As well as assessment of haemodynamics, one can image the vasculature itself with three-dimensional imaging techniques such as computed tomography. In one study CT angiograms from patients with varying degrees of pulmonary hypertension were segmented to look at the complexity of the overall branching structure as a measure of vascular remodelling. In the pilot study, vascular branching complexity correlated both with functional class and pulmonary vascular resistance index but most importantly predicted survival [5].

6 Ventricular Function

Many of the effects of vascular disease are mediated via its impact on right ventricular function resulting in the observation that patients with very advanced disease, but preserved ventricular function often has a lower symptom burden and better outcome than those with more modest vascular disease but more severe ventricular dysfunction. Ventricular function can be assessed in aggregate during haemodynamic testing by considering total cardiac index which informs prognosis (hazard ratio of 0.66 per 1 L/min/m2 increase). Pump failure may also be assessed by measuring right atrial pressure RAP, and this is a robust prognostic indicator with hazard ratio of 1.12 per 1 mmHg increase in RAP. NT-proBNP has been used in various forms of heart failure as a circulating biomarker of ventricular wall stress and dysfunction. Tested in a number of small paediatric studies, this measure also informs prognosis and can be used for risk stratification. One advantage to this measure is that it can be performed in a serial fashion.

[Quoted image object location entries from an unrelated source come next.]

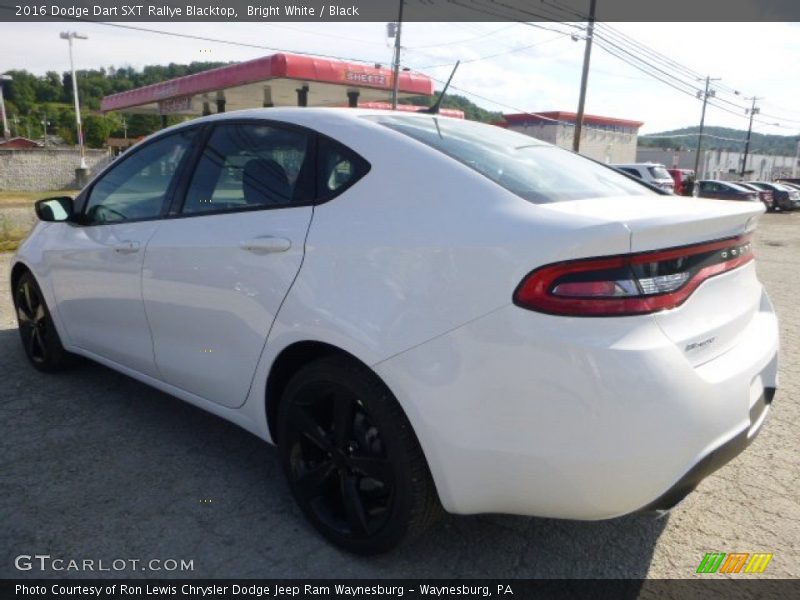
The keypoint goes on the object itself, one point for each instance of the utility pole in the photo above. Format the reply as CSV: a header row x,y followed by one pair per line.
x,y
6,132
587,55
753,111
45,123
705,95
396,78
796,159
69,36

Finally the gold standard for measuring cardiac function is cardiac MRI. This can now be performed even for the youngest of children. One study of 100 children undergoing cardiac MRI found a number of measures which are prognostic. These include measures of right ventricular dilatation, severity of tricuspid regurgitation and right ventricular mass; however, the most robust measure in predicting outcome was right ventricular ejection fraction [6].

7 Impact on the Patient

The most common symptom experienced by patients with pulmonary hypertension is exertional dyspnoea and exercise limitation with nearly 80% of patients experiencing this [7]. Exercise limitation may be measured by 6-min walking distance; however, numerous studies have failed to demonstrate this as a useful prognostic indicator. A more objective measure of exercise tolerance can be obtained by cardiopulmonary exercise testing, and in an unpublished study from our centre both peak oxygen consumption peak O2 and ventilatory efficiency slope (VE/VCO2) were highly prognostic. Perhaps the best way of determining the impact on a patient’s ability to function as a result of that disease is to ask them in a structured fashion. This can be scored as in the WHO functional class assessing severity of symptoms. Despite its crude appearance as a subjective score, functional class has been demonstrated consistently to inform prognosis and is a very robust measure. Other ways of assessing impact on patient is to use a structured quality of life questionnaire to score measures of quality of life in different domains. A study from our centre using the PedQL questionnaire has demonstrated good correlation between physical domain of the questionnaire and prognosis.

Finally, children are in the unique position of growing and developing. Chronic diseases impact on this growth and development and therefore measures of growth may be considered as an aggregate measure of the impact on the disease on the patient’s biology as a whole. Children with pulmonary hypertension have been shown to have growth failure, and their severity of the growth failure also predicts outcome [7].

8 Summary

Whilst there is no cure for paediatric pulmonary arterial hypertension at present, treatments have advanced and with more treatment options comes complexity in decision making leading to a need to stratify risk. Numerous markers of adverse outcome have been described across the breadths of domains; however, we believe a multidimensional assessment considering causation, vascular disease burden, cardiac function and overall impact on patient will lead to more accurate risk stratification, promote holistic care of patients and provide deeper insight into disease mechanisms which can later be exploited to therapeutic advantage. Such assessments should be a dynamic process.